By John Schaffner
Atlanta City Councilmember Howard Shook, who representes a large portion of Buckhead, discussed some of the major issues facing the city—possible changes in the city’s tree ordinance, crime and police staffing, the 2008 operating budget and recommendations for the Peachtree corridor development—before a recent breakfast meeting of the Buckhead Business Association.
Shook said the administration and City Council are in the very early stages of dealing with the 2008 city budget. “I am expecting to see a relatively flat budget” and he said the mayor has assured him there will be no tax increase. He expects the city will continue to roll back the millage rate.
In terms of taxes, the councilman said he did not understand where press reports came from that suggested Mayor Shirley Franklin was going to seek a tax increase to enhance city services. “The mayor is not asking for any tax increase,” he told the group. “She was talking about where she would like the city to be in about 10 years, which would require some additional investment.”
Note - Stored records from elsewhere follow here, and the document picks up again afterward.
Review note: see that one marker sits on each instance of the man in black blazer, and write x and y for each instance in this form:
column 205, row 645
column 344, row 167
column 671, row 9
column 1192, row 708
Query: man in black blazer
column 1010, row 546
Shook, who was sitting next to the mayor when she made those remarks, said “she plans on going to the state and federal governments and the private sector where appropriate to ask for help.” He explained that the federal government mandates that the city of Atlanta is responsible for providing homeland security for state and federal facilities throughout the city “and that comes with a big price tag. The hope is that the Democratic takeover in Congress will provide a more hospitable climate toward Atlanta and other cities in trying to get some federal help.”
On the issue of the tree ordinance, Shook told the group, “About a year ago, I wrote an ordinance that would allow homeowners to remove one tree in a year’s time without going through all the tree cutting hoops. I did that after hearing too many horror stories about people living in fear of a big tree that hangs over their kids bedroom or people who wanted to renovate their house and there was a tree in the way and they felt they were being mistreated by the city bureaucracy.
“We are all tree huggers,” Shook proclaimed. “I am a tree hugger. I am sure everyone here is a tree hugger.” The councilman told the business crowd, “People came out of the woodwork and there was a lot of condemnation. I have never been associated with a piece of legislation that was more roundly condemned by some and generated more profound thanks and enthusiasm from others who normally pay no attention to city government.”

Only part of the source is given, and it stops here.